I give the nod to the right as having the more responsible position in that, but not by much. Here's why it's not a clean victory for the nonaggressors in this case: First, some accusations are true. Some wrongs need to be righted, and someone has to attempt to kick the door in. I think the things that liberals legitimately give themselves credit for fall into this category. Accusations of injustice were made, conservatives denied them and spent time poking holes in the arguments, but the overriding truth was the general accuracy of the complaint.* Second, some people are claiming to play defense, but are on a hair-trigger. We've all run across guys who say "I'm not looking for a fight. But if someone messes with me, I'm going to defend myself." Yeah, that's a guy who's looking for a fight.
This is related to my observation that Democratic politicians say they will fight for you, while Republicans say they will work for you. (Yes, I know. Wouldn't either one actually doing that be creditable? Well, some do, both sides. I don't mean to be merely cynical.)
This shows even in the extremity of unbalanced people and their politics. Conservatives tend to glower and say they'll hole up with weapons, hin ting darkly that decent people just aren't going to take it any more. Come and take it, Make my day, cold dead fingers and all that. Liberals tend more to intrusive violence, shooting up prayer groups, strapping bombs on themselves, setting stuff on fire, assassinating people. I'm not sure how much you can count the actions of the mentally ill against either group. Those are by definition folks who are not operating along the lines of the mainstream thought even of their allies.
I see this in myself. I have well over 4000 posts here, and one could make the case that I have made accusations and gone on offense many times. But I think that is not so. Many of the persistent themes have run along lines of "The liberals claim that conservatives are x, but this is not so. Conservatives are not x, but y, and liberals are x." I can legitimately maintain that I have not gone gunning for people on the left, but have just sat here minding my own business until some affronting comment is made, at which point I rouse into action.
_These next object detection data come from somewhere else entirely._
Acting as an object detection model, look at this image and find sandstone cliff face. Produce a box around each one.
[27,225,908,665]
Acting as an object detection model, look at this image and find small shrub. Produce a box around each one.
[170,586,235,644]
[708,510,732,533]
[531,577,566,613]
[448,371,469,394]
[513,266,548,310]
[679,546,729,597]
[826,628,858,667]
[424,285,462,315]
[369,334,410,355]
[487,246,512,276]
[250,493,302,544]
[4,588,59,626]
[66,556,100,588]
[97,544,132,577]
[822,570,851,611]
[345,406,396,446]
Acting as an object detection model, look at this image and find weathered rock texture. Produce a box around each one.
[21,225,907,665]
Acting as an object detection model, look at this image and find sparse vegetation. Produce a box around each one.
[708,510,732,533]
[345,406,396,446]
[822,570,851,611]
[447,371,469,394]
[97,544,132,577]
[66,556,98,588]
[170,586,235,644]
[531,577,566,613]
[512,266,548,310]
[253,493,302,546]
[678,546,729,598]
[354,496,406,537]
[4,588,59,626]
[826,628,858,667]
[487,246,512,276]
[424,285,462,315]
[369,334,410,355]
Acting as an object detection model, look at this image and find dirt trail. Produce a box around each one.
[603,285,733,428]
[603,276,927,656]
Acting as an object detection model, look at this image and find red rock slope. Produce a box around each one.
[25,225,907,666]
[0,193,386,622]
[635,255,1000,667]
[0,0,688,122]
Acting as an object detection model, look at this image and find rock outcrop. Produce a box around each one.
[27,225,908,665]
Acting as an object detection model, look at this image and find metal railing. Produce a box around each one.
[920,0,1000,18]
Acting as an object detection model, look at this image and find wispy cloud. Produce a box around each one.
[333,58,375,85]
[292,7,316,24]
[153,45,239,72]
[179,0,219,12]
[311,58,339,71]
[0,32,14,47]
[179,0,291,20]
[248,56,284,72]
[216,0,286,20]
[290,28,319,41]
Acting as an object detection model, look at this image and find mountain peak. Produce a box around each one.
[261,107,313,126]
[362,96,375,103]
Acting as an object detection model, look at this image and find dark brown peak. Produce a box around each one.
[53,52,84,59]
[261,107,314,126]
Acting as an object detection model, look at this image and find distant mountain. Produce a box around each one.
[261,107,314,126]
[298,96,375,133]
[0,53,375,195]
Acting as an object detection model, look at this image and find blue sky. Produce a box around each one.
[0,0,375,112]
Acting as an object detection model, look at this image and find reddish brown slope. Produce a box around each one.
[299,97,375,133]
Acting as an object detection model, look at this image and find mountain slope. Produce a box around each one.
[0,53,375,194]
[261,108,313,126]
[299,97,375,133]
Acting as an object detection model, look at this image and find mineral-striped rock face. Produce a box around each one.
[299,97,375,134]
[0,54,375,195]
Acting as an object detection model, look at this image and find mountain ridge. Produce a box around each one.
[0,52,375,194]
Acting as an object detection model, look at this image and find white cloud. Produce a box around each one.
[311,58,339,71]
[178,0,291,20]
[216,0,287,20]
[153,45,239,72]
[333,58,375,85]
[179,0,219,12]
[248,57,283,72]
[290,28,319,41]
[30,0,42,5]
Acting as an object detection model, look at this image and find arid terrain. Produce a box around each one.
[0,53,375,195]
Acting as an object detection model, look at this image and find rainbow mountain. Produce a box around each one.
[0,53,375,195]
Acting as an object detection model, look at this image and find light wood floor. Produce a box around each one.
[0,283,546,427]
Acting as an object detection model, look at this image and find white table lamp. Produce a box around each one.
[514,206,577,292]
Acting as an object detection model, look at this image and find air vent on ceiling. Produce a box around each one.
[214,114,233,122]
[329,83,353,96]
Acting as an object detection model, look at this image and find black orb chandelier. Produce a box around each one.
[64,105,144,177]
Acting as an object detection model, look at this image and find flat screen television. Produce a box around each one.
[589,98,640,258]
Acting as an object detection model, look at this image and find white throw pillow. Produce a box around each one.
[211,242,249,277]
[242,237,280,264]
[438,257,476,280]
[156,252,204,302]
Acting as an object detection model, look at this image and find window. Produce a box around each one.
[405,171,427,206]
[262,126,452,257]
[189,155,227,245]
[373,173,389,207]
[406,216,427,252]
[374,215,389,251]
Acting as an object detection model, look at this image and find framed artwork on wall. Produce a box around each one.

Except, maybe I'm one of those hair-trigger guys who only claims to not be looking for a fight.
*Civil rights and state's right are an excellent example of this. The idea that individual states should be able to govern themselves is very sound, and we have lost some important federalist ground by having the federal government overrule states in racial matters. It opened the door to other federal interventions we aren't very happy about. But ultimately, the whole issue was trumped by the unmistakeable truth that state's rights didn't work in racial matters, even after a century. You had your chance, Alabama, and you couldn't make it good. Theory is gone, you couldn't deliver.
4 comments:
You wrote "We've all run across guys who say 'I'm not looking for a fight. But if someone messes with me, I'm going to defend myself.' Yeah, that's a guy who's looking for a fight."
Well, all too often that's true. But David Friedman is fond of pointing out animal behavior which is like this --- committing to fight over a fixed territory, for example. Fighting is expensive, so it's hard to see how such behavior would be evolutionarily successful if it weren't sincere about not wanting to fight, and if animals can be sincere about it I don't think it's insane to guess that some humans are sincere about it too. Also Switzerland's military policy is supposed to have been somewhat like this, and I've never seen a serious argument either that they didn't put serious resources into it or that they were just looking for trouble. So I would categorize this kind of behavior as something like self-defense or revenge or other members of tit-for-tat's extended family: it can all too easily be a cover for troublemaking, but it isn't necessarily.
Agreed.
"unmistakeable truth that state's rights didn't work in racial matters, even after a century. You had your chance, Alabama, and you couldn't make it good. Theory is gone, you couldn't deliver. "
Of course that doesn't mean that a federal approach is going to work either.
Maybe the best approach is to switch back and forth between emphases in government models, so we can clean out the cruft and have the fun of fresh problems. We give the Feds 40 years to try to fix problem A, and then chuck it all and have the states try for 40 years.
The fatal meta-problem is figuring a way of disposing of chunks of government when you make their functions irrelevant. If you increase an agency's budget you need to hire managers to handle the increase, and if you decrease it you must hire managers to manage the decrease.
Re: Alabama. I note that Alabama and other southern/ex-Confederate states were governed by Democrats when "state's rights didn't work in racial matters". And that these Dems have become liberals/progressives.